Many groups blame the food and restaurant industries for the development, processing, and marketing of unhealthy and obesogenic foods. Farmers and the agricultural community produce fruit and vegetables that can survive being shipped long distances but at the expense of taste, reducing consumers’ desire to eat produce. Restaurants offer all-you-can-eat specials or do not include vegetables on the menu. Packaged foods may be high in sugar and salt and low in fiber. Yet the food and restaurant industries may be the sector of society with the greatest potential to affect the obesity epidemic in a reasonable time frame. Perhaps it is time for the medical and public health communities to embrace a relationship with the food and restaurant industries. These industries have been good at developing and successfully marketing unhealthy foods; perhaps it will be possible for them to develop and market healthy foods.
Some companies are producing lower-calorie items, but this effort does not go far enough. After all, if consumers buy unhealthy products, a for-profit company will be glad to supply them. More widespread changes in products and serving sizes are needed. Some companies may be willing to do this voluntarily. Some food manufacturers may find a marketing incentive in healthy foods. Others may need some encouragement from policy makers.
The example of sugary drinks, a major source of calories in US diets, is instructive. The role of sugary drinks in the obesity epidemic is debated because consumption has decreased while obesity rates have increased. Regardless, a number of initiatives have been undertaken to curb intake. New York City attempted to limit the size of sugar-sweetened beverages sold in restaurants, but a judge invalidated the regulations.11 Others have suggested taxing sugar-sweetened beverages. Some data have emerged reporting that this approach could be successful,12 but it is likely the political process in the United States will limit widespread adoption of such taxes. Many organizations and public health departments have suggested that high-fructose corn syrup and sugar should be regulated,13 but the US Food and Drug Administration has not yet required this action. However, perhaps in response to these efforts, some companies are already developing no-calorie sweeteners.

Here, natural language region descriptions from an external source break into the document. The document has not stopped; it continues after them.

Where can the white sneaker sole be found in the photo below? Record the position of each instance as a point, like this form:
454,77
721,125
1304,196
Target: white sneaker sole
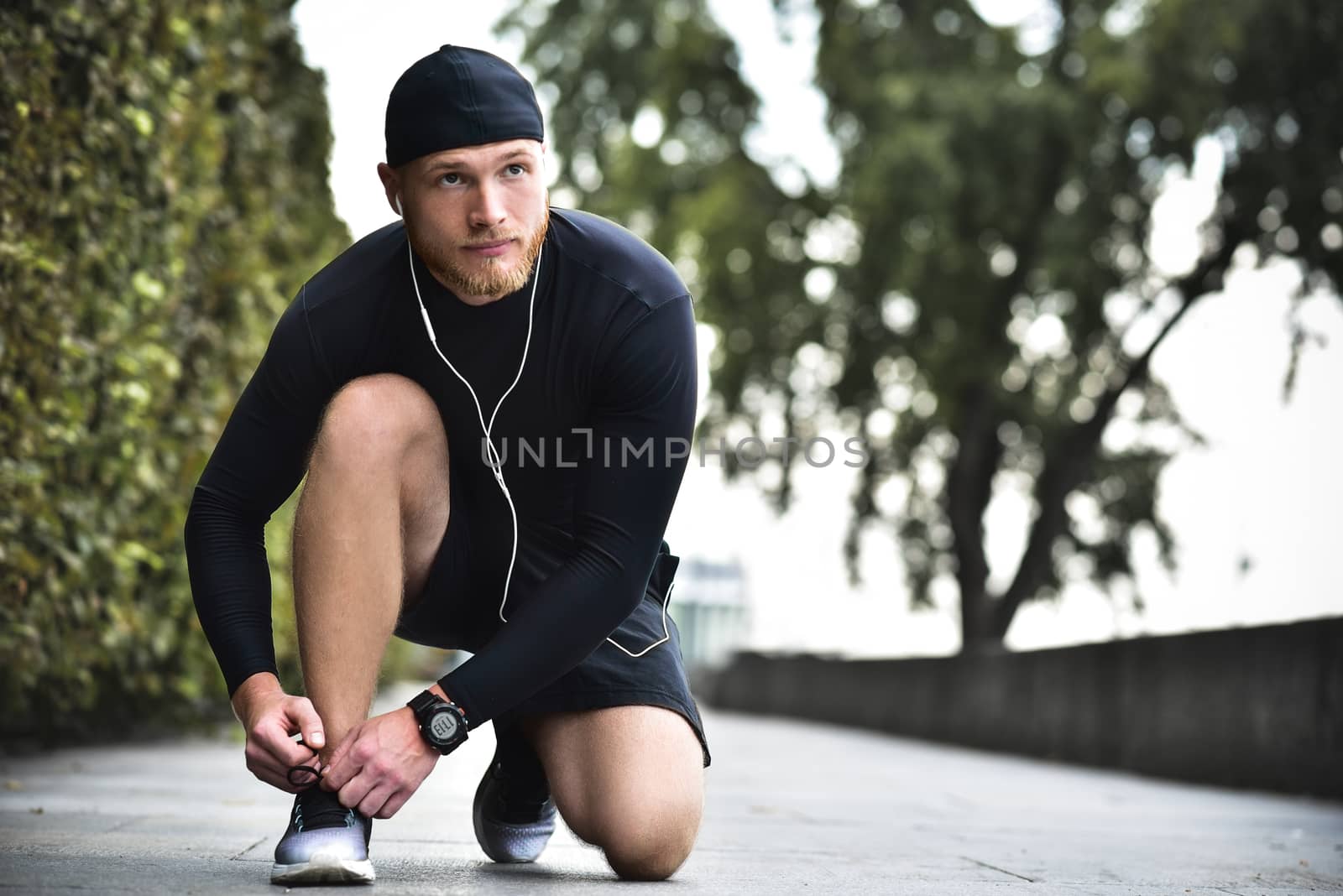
324,869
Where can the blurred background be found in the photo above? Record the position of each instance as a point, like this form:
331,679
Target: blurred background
1068,268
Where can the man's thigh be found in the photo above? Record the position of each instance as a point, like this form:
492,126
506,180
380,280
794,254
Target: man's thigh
628,770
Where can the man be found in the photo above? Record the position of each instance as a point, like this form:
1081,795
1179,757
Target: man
492,403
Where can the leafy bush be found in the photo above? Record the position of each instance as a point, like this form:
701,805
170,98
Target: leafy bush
163,192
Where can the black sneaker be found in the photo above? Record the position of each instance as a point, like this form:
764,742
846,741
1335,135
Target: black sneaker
326,842
514,812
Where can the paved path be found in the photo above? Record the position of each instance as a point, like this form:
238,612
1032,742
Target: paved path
792,809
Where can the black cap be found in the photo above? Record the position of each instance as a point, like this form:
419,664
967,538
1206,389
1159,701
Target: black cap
458,96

Perhaps new incentives are needed to encourage the food industry to work with families and the medical community to prevent obesity. Could some form of tax credits be used to ensure that if food company profits decline with the phase-out of unhealthy products and failure or slow adoption of new products, the industries will be protected from shareholders’ concerns? Are partnerships between medical organizations and the food industry feasible, such as a local healthy eatery providing nutrition or cooking classes at a medical clinic? The stakes for the health of people in the United States are high, and creative solutions are needed.
The obesity epidemic in the United States is now 3 decades old, and huge investments have been made in research, clinical care, and development of various programs to counteract obesity. However, few data suggest the epidemic is diminishing. Perhaps it is time for an entirely different approach, one that emphasizes collaboration with the food and restaurant industries that are in part responsible for putting food on dinner tables.